秀吉は対馬(つしま)の宗氏(そうし)を通じて当時の朝鮮半島を支配していた李氏朝鮮(りしちょうせん)に対して「我が国が明へ軍隊を送るから協力してほしい」と使者を出しましたが、立場上は明を宗主国(そうしゅこく)と仰(あお)いでいた李氏朝鮮は秀吉の要請(ようせい)を拒否しました。
このため、秀吉は明を征服する前提として、やむなく朝鮮半島から攻め込んでいったのです。これこそが、1592年に起きた一回目の朝鮮出兵である文禄の役(ぶんろくのえき)の本当の理由でした。

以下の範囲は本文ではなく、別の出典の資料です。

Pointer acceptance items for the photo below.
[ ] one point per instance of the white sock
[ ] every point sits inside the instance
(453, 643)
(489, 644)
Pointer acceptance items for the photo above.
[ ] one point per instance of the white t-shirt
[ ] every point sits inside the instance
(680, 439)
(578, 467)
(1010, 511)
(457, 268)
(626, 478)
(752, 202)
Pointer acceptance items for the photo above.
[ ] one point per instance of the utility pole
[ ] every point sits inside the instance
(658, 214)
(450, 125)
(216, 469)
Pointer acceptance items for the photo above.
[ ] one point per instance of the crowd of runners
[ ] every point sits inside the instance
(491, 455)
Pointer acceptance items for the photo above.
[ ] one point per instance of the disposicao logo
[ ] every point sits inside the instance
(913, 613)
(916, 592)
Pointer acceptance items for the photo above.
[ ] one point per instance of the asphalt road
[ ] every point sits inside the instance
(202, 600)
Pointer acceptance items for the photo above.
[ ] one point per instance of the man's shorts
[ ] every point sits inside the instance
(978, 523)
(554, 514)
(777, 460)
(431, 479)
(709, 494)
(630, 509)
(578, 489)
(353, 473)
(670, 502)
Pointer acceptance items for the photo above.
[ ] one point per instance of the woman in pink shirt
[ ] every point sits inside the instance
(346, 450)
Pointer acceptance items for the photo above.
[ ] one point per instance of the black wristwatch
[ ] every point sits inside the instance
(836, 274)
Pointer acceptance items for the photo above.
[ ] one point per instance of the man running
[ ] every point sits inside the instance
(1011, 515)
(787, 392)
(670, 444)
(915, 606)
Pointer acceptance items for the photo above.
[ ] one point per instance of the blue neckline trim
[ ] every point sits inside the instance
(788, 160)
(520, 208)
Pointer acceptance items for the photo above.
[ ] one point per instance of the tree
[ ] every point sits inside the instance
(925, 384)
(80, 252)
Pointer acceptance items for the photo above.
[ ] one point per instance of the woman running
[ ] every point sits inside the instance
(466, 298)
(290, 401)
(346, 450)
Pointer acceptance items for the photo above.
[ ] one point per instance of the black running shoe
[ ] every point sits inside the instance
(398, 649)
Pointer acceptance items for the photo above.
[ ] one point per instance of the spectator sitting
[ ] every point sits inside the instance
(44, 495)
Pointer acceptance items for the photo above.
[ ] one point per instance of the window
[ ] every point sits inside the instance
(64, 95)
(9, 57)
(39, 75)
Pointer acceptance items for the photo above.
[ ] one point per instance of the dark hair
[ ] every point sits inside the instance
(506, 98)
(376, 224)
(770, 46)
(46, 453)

肥前(ひぜん、現在の佐賀県)の名護屋(なごや)に本陣が置かれた日本軍は、加藤清正(かとうきよまさ)らが率(ひき)いる15万の大軍で朝鮮半島に上陸して、当初は優位に戦いを進めましたが、でしたが、李氏朝鮮の名将である李舜臣(りしゅんしん、イ・スンシン)の活躍があったり、縦に伸びきった我が国の軍勢の補給路が断たれたことで、多くの兵が飢(う)えや寒さに苦しんだりするなど、戦局は次第に我が国にとって不利な状況となり、やがて休戦となりました。




いつも有難うございます。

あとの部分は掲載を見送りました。